On Paris trip, Saudi crown prince stays in the "world's most expensive home" — a chateau built by Jamal Khashoggi's cousin

During his trip to France to meet President Emmanuel Macron, Saudi Arabia's Crown Prince Mohammed bin Salman is staying at a lavish chateau dubbed "the world's most expensive home" when he purchased it in 2015.

The Chateau Louis XIV in Louveciennes outside Paris is a new-build mansion intended to mimic the extravagant luxury of the nearby Versailles Palace, once the seat of the French royal family.

The 7,000-square-meter property was bought by an undisclosed buyer in 2015 for 275 million euros ($300 million at the time), leading Fortune magazine to call it "the world's most expensive home."

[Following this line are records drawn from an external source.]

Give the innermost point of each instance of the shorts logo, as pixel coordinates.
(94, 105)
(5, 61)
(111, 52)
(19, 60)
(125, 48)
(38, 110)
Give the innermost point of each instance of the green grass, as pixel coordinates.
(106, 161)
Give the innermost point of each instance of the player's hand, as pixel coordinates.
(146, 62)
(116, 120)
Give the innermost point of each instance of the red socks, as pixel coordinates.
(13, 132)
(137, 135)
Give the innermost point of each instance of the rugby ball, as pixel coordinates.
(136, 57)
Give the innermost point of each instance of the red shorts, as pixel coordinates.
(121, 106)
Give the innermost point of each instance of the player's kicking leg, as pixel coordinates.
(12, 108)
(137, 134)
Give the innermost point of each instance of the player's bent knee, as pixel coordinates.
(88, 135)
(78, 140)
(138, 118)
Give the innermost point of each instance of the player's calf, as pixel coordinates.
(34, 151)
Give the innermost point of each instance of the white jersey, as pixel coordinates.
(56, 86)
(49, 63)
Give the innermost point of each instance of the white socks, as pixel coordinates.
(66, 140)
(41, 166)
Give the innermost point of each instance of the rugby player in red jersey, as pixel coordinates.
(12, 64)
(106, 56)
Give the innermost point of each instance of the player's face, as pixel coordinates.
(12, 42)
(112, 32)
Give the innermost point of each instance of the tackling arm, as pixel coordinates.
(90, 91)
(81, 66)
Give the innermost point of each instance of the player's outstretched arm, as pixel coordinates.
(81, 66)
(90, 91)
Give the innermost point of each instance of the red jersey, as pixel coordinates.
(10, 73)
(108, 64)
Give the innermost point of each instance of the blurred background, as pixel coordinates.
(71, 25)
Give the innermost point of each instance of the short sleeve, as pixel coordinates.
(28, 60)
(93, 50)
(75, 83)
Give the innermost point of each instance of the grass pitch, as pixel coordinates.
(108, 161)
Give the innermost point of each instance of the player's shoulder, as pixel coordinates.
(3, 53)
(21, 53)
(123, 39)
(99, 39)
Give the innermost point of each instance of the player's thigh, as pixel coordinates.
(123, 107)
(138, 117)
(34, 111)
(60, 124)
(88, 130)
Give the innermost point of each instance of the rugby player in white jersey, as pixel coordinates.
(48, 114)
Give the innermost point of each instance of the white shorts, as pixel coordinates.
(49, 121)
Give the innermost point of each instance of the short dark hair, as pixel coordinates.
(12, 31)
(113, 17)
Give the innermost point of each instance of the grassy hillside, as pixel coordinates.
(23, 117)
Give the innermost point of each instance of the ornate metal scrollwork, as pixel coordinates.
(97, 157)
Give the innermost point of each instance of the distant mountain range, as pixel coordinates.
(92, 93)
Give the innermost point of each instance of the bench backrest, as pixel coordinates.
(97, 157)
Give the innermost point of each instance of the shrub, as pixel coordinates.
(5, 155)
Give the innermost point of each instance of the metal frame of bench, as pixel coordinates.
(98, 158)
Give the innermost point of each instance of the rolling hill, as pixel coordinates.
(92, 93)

Bin Salman, 36, was reported two years' later by The New York Times to be the ultimate owner via a series of shell companies.

Local government officials confirmed to AFP that the controversial heir to the Saudi throne was staying at the property ahead of his dinner with Macron later on Thursday.

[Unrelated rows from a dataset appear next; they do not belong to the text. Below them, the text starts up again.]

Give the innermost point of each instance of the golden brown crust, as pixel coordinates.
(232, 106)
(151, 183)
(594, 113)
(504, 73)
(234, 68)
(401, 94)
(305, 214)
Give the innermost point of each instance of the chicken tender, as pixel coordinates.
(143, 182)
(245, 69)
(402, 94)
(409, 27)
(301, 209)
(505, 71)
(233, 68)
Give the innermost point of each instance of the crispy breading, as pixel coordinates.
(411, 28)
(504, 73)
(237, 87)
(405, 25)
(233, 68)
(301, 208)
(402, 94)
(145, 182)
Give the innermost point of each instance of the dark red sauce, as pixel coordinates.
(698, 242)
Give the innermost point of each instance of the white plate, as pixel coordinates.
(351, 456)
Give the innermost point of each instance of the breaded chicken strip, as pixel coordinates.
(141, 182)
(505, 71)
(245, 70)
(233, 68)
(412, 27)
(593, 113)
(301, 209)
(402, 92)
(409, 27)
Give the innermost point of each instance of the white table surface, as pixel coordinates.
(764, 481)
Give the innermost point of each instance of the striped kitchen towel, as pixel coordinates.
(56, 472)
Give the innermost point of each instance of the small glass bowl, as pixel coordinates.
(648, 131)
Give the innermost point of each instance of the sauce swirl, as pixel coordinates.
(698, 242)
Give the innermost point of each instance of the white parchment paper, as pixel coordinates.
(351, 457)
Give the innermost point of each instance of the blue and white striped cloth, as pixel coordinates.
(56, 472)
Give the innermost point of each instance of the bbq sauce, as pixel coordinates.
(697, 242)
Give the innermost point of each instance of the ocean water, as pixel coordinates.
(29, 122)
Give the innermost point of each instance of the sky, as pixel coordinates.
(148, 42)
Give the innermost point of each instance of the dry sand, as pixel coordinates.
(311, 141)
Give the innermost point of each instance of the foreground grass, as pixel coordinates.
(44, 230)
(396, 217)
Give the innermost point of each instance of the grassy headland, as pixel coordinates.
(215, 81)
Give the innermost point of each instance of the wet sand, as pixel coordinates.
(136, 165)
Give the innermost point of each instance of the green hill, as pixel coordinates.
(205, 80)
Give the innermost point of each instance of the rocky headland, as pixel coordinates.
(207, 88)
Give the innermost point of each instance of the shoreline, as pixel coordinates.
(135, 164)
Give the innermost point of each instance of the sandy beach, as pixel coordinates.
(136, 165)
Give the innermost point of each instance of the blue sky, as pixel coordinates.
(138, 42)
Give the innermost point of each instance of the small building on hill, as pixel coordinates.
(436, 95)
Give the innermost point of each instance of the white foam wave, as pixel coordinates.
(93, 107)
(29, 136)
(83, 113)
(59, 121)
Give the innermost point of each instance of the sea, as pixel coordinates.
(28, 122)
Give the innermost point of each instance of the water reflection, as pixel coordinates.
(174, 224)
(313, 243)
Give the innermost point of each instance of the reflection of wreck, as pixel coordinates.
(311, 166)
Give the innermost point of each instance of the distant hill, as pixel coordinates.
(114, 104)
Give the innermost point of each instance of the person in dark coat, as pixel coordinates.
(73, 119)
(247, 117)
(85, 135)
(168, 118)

Reporters outside the perimeter wall saw security personnel in suits guarding the entrance and a large police presence, including half a dozen vehicles.

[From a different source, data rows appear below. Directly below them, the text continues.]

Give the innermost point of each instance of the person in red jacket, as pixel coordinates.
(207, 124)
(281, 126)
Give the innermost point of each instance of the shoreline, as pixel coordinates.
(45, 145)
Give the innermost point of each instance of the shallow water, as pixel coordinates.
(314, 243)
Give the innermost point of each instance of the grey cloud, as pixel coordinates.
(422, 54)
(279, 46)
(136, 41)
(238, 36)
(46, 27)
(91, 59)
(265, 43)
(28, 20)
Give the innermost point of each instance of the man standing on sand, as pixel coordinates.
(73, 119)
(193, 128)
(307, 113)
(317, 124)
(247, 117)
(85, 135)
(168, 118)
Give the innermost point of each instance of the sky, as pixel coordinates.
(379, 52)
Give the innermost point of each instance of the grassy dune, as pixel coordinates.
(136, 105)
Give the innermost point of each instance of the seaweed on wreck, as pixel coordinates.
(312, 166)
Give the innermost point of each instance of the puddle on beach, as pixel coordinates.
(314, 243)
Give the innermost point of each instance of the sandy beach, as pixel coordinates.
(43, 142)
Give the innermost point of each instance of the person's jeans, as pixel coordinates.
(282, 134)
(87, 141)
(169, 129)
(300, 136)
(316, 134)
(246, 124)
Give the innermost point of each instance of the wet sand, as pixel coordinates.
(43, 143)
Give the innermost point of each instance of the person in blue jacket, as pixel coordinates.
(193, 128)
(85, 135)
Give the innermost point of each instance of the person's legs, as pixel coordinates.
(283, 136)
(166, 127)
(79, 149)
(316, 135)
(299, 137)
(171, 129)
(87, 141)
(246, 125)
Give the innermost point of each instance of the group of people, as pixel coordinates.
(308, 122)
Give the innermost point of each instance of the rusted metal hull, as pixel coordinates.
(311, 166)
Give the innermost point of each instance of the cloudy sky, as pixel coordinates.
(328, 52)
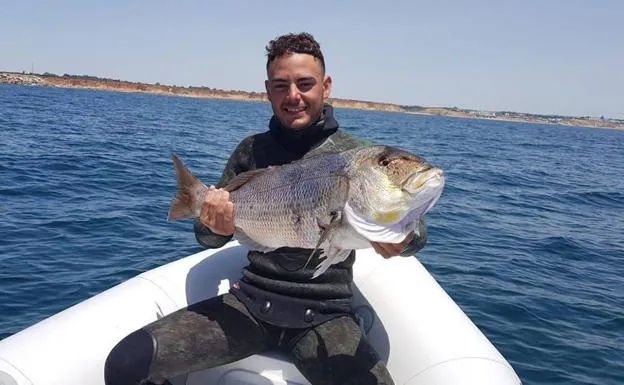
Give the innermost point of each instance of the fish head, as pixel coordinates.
(391, 184)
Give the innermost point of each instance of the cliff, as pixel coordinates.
(91, 82)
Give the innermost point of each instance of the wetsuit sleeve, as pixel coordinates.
(418, 242)
(237, 163)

Macron and bin Salman were set to meet at the more modest Elysee presidential palace later Thursday for talks that critics in France view as inappropriate.

Bin Salman was judged by U.S. intelligence to have approved the gruesome murder and dismemberment of journalist Jamal Khashoggi in the Saudi consulate in Istanbul in 2018.

But after four years as an international pariah, the prince is being courted by Western leaders again as they urgently seek fresh energy supplies to replace lost Russian production.

In a twist of history, the Chateau Louis XIV was built by Khashoggi's cousin Emad Khashoggi who runs a luxury property development business in France.

The chateau features a nightclub, a gold-leafed fountain, a cinema, as well as an underwater glass chamber in the moat that resembles a giant aquarium with white leather sofas.

Photos on the website of Emad Khashoggi's company, Cogemad, also show a wine cellar, although alcohol is strictly prohibited in Saudi Arabia.

This picture taken on December 22, 2017 shows the Chateau Louis XIV in Louveciennes.


Chateau Louis XIV was built in 2009 after a 19th-century castle on the plot was bulldozed.

Bin Salman's extravagant spending since emerging as the main powerbroker in Saudi Arabia has repeatedly made headlines.

The son of King Salman bin Abdulaziz Al Saud bought a $500-million yacht in 2015 and was also reported to be the mystery buyer of a $450-million Leonardo da Vinci painting in 2017.

The latter purchase has been officially denied.

In an interview with 60 Minutes, Bin Salman said he did not need to apologize for an opulent lifestyle.

"I'm a rich person and not a poor person. I'm not Gandhi or [Nelson] Mandela," he said. "I'm a member of the ruling family that existed for hundreds of years before the founding of Saudi Arabia."

He also said that he spends a large portion of his wealth on charity.

"I spend at least 51 percent on people and 49 on myself," he said.